CH4 Global plans to build its first two facilities in South Australia with further ‘eco-parks’ planned in the state, as well as in New Zealand, according to an article on Beef Central.
Following this first site on the Yorke Peninsula, a second site has been identified near Port Lincoln on the Eyre Peninsula. Each farm would be capable of producing about 400 tons of dry weight milled seaweed a year – enough to feed up to 20,000 cows.
Methane emissions regulation
In terms of motivating farmers to use feed containing the seaweed additive, CH4, in an FAQ on its website, says:
“Legislation for the reduction of methane from ruminants is coming in several regions. This technology will enable farmers to meet those new regulations in a simple and cost-effective way that will not require any changes to their current practices. In addition, this approach should save farmers money compared to alternative ways of reducing or offsetting methane emissions since data shows that Asparagopsis improves feed conversion.”

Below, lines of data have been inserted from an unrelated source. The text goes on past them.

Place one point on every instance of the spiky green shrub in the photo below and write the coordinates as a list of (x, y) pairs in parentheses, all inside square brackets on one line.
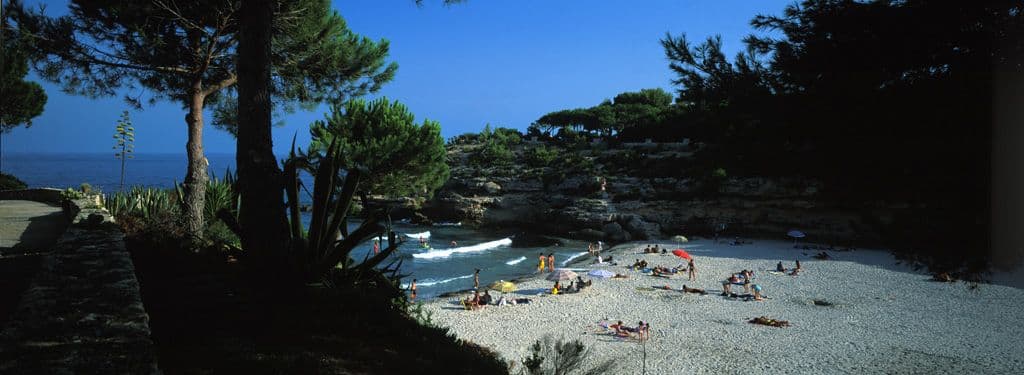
[(140, 202), (549, 357)]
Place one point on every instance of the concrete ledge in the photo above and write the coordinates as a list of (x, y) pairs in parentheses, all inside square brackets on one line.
[(45, 195), (83, 313)]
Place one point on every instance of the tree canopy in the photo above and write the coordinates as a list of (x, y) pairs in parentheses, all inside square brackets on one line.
[(397, 156), (628, 110), (185, 51), (20, 100)]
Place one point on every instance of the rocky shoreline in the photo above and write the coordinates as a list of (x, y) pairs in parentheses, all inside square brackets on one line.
[(602, 203)]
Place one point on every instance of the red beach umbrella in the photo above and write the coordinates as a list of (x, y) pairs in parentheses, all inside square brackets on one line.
[(682, 254)]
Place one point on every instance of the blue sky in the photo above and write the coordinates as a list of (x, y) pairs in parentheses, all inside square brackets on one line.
[(504, 63)]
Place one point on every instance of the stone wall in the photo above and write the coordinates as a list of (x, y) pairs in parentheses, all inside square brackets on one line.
[(83, 313), (44, 195)]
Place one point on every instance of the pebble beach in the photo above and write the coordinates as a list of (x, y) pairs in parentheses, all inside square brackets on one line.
[(871, 316)]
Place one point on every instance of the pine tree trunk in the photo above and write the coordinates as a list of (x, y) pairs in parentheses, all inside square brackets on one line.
[(196, 175), (262, 212)]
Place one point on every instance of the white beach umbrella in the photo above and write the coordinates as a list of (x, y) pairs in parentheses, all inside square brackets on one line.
[(561, 274)]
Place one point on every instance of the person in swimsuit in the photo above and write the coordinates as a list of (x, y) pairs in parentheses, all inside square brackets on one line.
[(727, 285), (757, 292)]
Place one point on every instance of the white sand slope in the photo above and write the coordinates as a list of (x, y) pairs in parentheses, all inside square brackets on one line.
[(886, 319)]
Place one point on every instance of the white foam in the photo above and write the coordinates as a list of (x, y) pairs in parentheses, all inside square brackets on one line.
[(425, 235), (464, 249), (577, 255), (429, 282)]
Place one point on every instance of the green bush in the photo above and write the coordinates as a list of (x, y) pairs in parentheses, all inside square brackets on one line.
[(542, 156), (558, 358), (9, 182)]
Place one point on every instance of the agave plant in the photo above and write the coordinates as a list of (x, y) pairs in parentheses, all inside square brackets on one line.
[(140, 202), (220, 195)]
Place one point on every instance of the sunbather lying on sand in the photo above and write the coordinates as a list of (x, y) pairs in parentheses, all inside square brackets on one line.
[(765, 321), (693, 290), (658, 271)]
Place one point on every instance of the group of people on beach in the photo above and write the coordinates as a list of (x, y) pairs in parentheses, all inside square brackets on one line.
[(574, 286), (546, 262), (642, 330), (795, 272), (744, 279)]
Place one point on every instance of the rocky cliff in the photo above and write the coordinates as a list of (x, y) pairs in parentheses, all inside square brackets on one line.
[(646, 194)]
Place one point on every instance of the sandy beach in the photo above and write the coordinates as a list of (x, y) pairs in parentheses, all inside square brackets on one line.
[(884, 318)]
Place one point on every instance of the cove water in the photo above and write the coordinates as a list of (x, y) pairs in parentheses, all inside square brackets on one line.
[(438, 267)]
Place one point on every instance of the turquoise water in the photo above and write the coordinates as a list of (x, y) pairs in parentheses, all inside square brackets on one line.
[(441, 267)]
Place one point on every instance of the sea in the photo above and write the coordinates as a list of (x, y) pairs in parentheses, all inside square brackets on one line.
[(443, 262)]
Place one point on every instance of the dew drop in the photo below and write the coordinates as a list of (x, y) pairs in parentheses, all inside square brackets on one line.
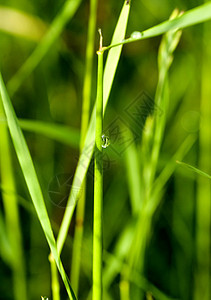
[(136, 35), (105, 141)]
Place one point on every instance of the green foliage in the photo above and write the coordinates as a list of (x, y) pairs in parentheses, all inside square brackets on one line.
[(140, 228)]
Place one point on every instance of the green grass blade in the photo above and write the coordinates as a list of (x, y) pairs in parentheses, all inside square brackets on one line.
[(57, 132), (58, 24), (85, 157), (194, 16), (98, 187), (12, 219), (87, 93), (194, 169), (202, 287), (31, 179)]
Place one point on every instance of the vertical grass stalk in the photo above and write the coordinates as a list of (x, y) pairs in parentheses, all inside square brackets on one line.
[(98, 184), (203, 203), (78, 236), (10, 203)]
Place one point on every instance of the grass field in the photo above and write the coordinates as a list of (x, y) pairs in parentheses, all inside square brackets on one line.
[(105, 150)]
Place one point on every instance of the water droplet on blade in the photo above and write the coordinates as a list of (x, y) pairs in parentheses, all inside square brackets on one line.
[(105, 141), (136, 35)]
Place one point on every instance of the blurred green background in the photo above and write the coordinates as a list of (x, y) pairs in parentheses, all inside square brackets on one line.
[(53, 93)]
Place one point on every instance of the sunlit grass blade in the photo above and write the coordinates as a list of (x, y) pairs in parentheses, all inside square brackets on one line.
[(85, 157), (12, 218), (87, 93), (5, 249), (194, 169), (54, 279), (142, 232), (194, 16), (61, 133), (21, 24), (58, 24), (32, 182), (202, 287), (97, 292)]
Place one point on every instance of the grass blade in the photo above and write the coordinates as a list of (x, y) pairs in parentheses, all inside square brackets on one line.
[(202, 287), (87, 92), (194, 16), (85, 157), (58, 24), (98, 185), (30, 176)]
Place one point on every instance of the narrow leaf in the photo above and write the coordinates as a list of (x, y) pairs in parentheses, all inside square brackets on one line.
[(194, 16), (85, 157), (31, 179)]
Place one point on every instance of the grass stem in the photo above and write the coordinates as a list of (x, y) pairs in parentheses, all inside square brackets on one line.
[(98, 185)]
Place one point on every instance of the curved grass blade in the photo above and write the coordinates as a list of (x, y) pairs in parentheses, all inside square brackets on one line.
[(194, 16), (58, 24), (85, 157), (11, 210), (21, 24), (32, 182)]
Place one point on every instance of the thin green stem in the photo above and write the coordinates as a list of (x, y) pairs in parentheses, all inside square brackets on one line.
[(80, 210), (54, 279), (10, 203), (196, 15), (98, 187)]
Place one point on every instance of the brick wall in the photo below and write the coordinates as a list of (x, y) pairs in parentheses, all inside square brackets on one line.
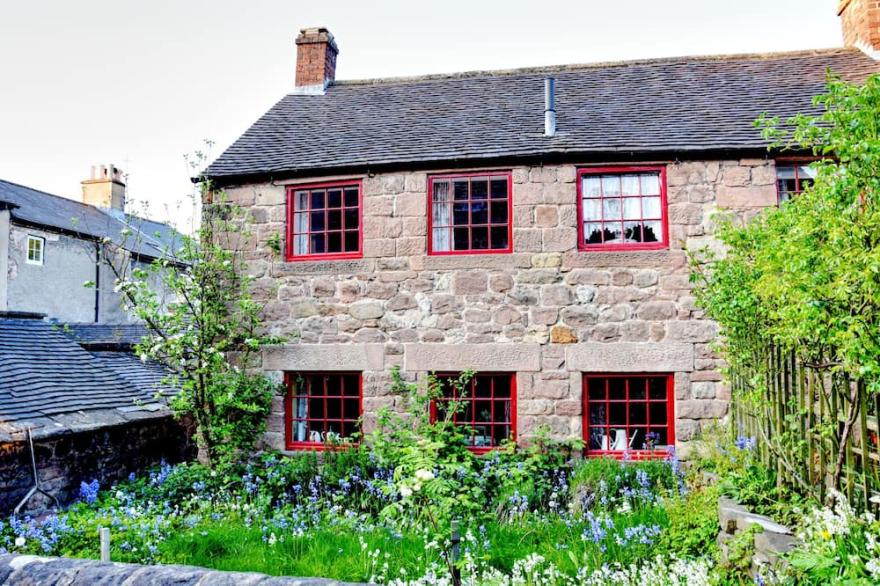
[(547, 312)]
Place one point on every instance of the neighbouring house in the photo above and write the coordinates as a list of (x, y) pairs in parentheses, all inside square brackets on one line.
[(529, 224), (89, 402), (50, 246)]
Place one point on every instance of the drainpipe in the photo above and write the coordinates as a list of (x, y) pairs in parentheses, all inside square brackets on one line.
[(549, 107), (97, 282)]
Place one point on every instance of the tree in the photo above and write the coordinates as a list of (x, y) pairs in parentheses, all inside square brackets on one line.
[(204, 326)]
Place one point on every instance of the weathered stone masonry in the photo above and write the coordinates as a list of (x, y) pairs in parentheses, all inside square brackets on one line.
[(547, 312)]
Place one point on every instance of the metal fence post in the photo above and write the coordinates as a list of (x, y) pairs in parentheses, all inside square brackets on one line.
[(104, 532)]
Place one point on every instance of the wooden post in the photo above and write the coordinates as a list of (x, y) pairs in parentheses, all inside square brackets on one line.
[(104, 532)]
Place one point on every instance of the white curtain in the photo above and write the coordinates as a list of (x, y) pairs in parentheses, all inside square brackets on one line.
[(441, 217)]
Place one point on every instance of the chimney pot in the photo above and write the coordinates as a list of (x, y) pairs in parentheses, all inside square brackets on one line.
[(860, 21), (316, 53), (105, 188)]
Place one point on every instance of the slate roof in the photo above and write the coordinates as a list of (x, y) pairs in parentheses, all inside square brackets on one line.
[(93, 335), (667, 105), (48, 381), (39, 208)]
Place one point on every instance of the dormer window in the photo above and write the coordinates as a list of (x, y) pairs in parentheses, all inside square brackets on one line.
[(36, 245), (622, 208), (792, 180)]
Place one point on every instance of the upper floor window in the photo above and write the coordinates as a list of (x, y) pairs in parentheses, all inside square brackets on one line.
[(35, 250), (322, 408), (628, 413), (792, 180), (487, 407), (324, 221), (622, 208), (470, 213)]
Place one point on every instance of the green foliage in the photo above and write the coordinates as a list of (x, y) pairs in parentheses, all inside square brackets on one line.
[(205, 327)]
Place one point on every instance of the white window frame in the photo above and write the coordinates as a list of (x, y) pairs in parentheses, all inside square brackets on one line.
[(42, 248)]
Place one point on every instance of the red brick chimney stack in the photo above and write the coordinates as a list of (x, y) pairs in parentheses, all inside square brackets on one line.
[(316, 53), (860, 20)]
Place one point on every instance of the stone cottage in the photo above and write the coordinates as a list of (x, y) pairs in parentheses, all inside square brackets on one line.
[(529, 224)]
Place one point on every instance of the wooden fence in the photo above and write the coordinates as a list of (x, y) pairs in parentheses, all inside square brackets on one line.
[(817, 428)]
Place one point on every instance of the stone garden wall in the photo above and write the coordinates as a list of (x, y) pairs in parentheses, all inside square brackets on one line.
[(547, 311), (106, 453)]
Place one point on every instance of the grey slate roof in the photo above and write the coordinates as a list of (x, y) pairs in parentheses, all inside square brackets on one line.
[(667, 105), (91, 335), (36, 207), (49, 381)]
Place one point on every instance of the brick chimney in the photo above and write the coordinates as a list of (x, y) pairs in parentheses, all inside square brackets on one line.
[(860, 20), (316, 53), (105, 188)]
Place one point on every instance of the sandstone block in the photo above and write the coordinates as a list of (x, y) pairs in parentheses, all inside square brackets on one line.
[(366, 309), (470, 283), (560, 334)]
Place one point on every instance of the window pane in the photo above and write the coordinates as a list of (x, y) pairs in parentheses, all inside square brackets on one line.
[(630, 184), (593, 233), (651, 232), (334, 219), (352, 242), (611, 209), (651, 207), (334, 198), (301, 200), (479, 212), (460, 213), (479, 189), (479, 238), (499, 212), (461, 239), (650, 183), (334, 242), (591, 186), (499, 238), (613, 232), (317, 200), (632, 231), (617, 389), (592, 209), (610, 185), (498, 188), (352, 218), (632, 208)]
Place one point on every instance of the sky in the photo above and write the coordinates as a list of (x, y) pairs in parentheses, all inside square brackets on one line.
[(141, 84)]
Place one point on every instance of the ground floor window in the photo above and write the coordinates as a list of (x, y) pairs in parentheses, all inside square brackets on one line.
[(488, 407), (628, 413), (322, 407)]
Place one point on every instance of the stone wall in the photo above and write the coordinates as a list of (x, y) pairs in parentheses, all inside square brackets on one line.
[(107, 454), (547, 311)]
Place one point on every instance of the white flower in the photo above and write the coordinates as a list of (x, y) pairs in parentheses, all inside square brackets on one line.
[(424, 475)]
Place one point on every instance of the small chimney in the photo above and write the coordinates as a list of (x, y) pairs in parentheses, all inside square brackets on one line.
[(105, 188), (316, 53), (549, 107), (860, 21)]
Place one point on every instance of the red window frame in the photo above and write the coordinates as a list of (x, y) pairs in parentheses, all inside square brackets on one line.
[(473, 399), (796, 164), (290, 255), (508, 175), (621, 171), (289, 419), (639, 453)]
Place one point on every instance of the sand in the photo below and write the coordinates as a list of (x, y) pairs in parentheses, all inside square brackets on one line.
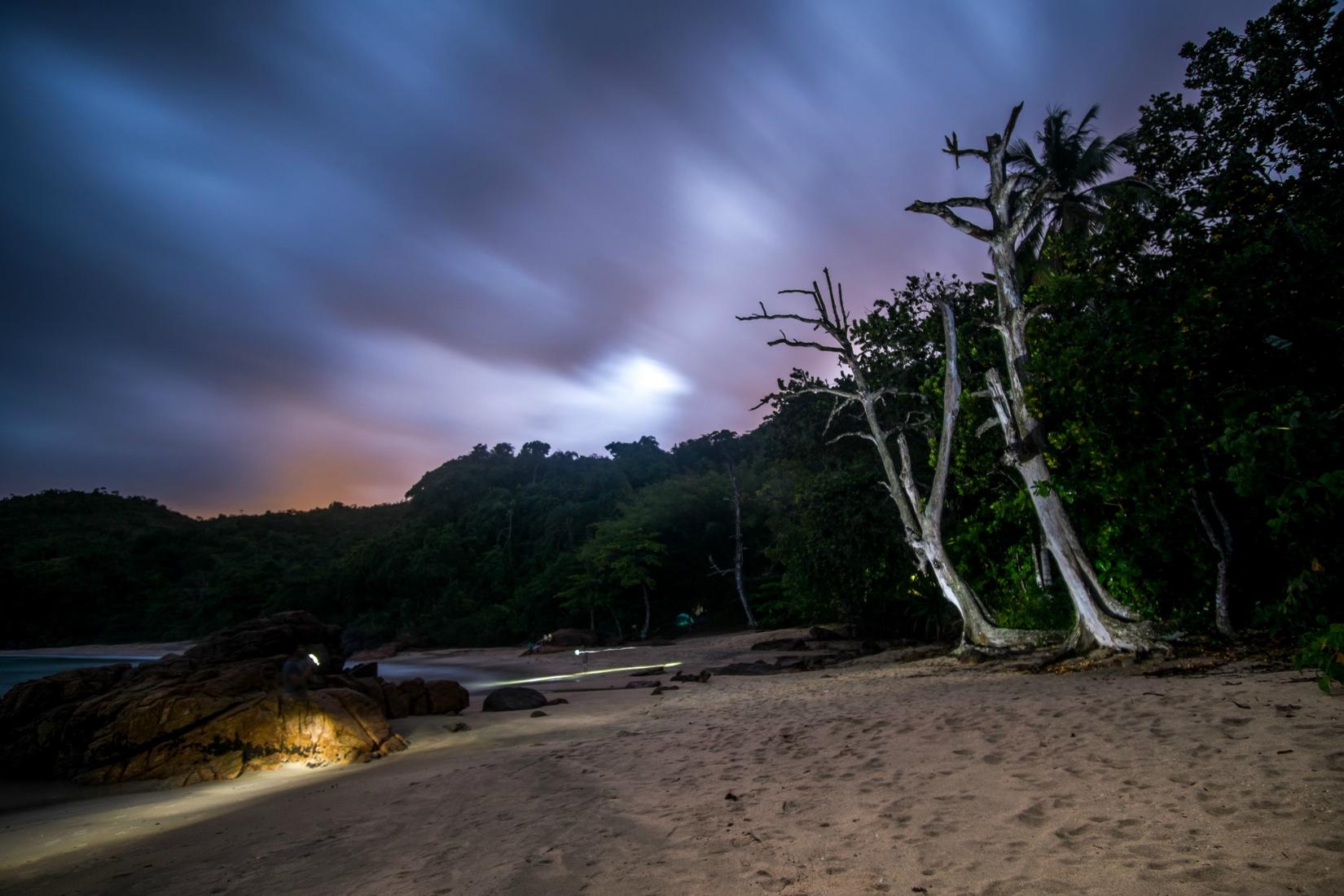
[(920, 777)]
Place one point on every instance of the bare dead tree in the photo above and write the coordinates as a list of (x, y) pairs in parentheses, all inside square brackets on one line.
[(737, 547), (1011, 204), (921, 515)]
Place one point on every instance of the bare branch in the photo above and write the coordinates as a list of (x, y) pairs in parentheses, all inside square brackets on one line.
[(866, 437), (967, 202), (957, 152), (907, 481), (941, 210), (1012, 122), (796, 343)]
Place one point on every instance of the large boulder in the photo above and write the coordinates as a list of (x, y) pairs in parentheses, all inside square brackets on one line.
[(514, 699), (213, 712)]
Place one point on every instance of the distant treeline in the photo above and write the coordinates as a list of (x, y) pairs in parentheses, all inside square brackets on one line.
[(1160, 355)]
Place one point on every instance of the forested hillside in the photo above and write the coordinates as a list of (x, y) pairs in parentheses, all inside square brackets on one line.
[(1132, 426)]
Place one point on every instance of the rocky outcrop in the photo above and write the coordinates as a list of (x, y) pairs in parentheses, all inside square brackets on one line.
[(514, 699), (213, 712)]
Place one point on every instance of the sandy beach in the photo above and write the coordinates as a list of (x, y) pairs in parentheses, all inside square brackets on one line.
[(876, 777)]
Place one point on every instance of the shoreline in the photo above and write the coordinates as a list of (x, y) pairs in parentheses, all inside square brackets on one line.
[(874, 777)]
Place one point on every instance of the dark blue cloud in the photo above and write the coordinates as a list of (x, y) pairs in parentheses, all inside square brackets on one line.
[(272, 254)]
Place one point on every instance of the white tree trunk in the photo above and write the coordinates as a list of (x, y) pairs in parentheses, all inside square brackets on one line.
[(737, 547), (1101, 620), (1222, 542)]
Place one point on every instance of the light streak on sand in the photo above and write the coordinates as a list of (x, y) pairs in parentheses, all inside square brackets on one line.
[(578, 674)]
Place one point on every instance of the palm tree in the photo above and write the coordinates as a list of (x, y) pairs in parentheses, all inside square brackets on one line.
[(1077, 161)]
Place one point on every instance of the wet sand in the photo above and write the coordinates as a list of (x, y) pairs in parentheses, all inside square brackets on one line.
[(870, 778)]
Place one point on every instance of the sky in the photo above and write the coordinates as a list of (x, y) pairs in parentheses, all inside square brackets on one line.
[(276, 254)]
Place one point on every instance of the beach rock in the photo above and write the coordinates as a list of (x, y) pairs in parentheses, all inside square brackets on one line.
[(210, 714), (446, 696), (573, 639), (758, 668), (512, 701)]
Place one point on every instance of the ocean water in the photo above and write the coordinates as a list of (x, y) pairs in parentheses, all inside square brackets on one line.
[(15, 670)]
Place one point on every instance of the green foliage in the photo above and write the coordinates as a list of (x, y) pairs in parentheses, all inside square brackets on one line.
[(1324, 652), (1186, 348)]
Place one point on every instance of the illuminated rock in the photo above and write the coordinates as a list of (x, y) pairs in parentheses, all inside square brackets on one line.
[(210, 714)]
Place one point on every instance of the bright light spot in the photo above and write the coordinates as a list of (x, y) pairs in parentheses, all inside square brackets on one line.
[(645, 376)]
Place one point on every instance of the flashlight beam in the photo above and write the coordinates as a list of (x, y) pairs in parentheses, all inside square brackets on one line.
[(577, 674)]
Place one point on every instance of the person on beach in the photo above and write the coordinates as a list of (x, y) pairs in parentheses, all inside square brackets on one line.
[(296, 672)]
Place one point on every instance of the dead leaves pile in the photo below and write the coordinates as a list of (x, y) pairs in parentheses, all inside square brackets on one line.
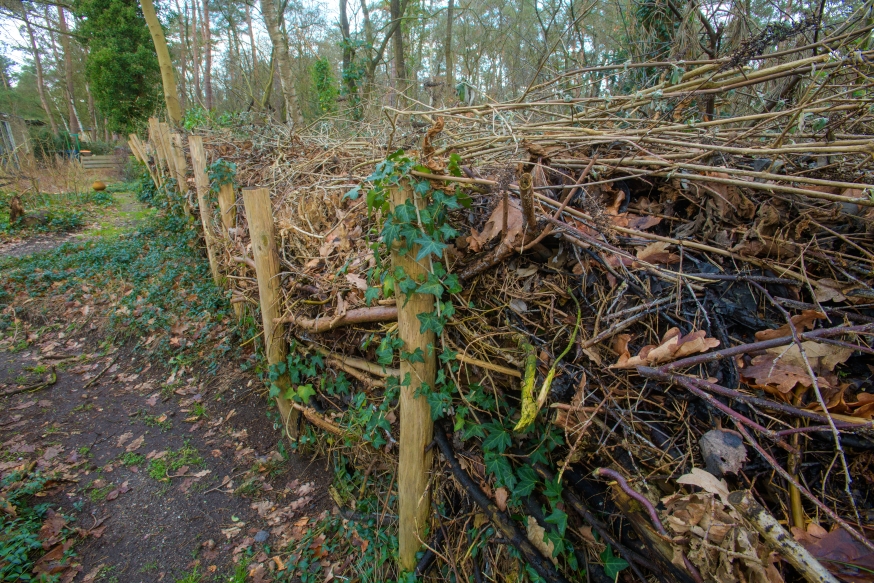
[(673, 346), (723, 548)]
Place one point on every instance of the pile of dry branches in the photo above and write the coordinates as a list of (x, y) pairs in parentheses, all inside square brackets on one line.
[(703, 247)]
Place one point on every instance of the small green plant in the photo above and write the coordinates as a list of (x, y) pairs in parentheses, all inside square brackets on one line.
[(98, 494), (162, 422), (193, 577), (198, 411), (132, 459), (187, 455), (20, 544)]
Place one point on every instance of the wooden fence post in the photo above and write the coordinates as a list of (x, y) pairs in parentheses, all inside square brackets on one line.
[(259, 214), (178, 153), (201, 180), (417, 428), (155, 139), (228, 208)]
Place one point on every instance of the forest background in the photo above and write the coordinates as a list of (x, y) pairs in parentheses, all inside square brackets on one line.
[(91, 65)]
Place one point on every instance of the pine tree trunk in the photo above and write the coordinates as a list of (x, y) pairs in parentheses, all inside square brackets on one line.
[(183, 54), (283, 60), (75, 126), (168, 79), (348, 53), (450, 81), (399, 76), (195, 47), (252, 44), (92, 113), (207, 54), (40, 84)]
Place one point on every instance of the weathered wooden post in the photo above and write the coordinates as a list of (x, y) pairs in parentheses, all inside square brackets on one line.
[(201, 181), (417, 428), (228, 208), (178, 153), (155, 139), (259, 214)]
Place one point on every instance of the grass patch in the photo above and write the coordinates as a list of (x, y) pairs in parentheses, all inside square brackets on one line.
[(187, 455), (132, 459), (19, 542), (147, 281), (53, 212)]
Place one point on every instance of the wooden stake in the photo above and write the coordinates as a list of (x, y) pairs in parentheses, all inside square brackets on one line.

As regards feed application, the company says its freeze-dried Asparagopsis material has shown no issues in trials to date. “We will only need use about 100g per day per cow to achieve the breakthrough results seen so far in dramatically reducing methane production from cows. Cows eat between 10-15kg of forage a day so the Asparagopsis needed represents a small percentage of the total food intake.”
This article was amended on June 23 2021 to clarify that CH4 Global will be supplying the seaweed feedstock to the planned processing facility near Port Pirie, and that it is not building that facility to process the seaweed itself.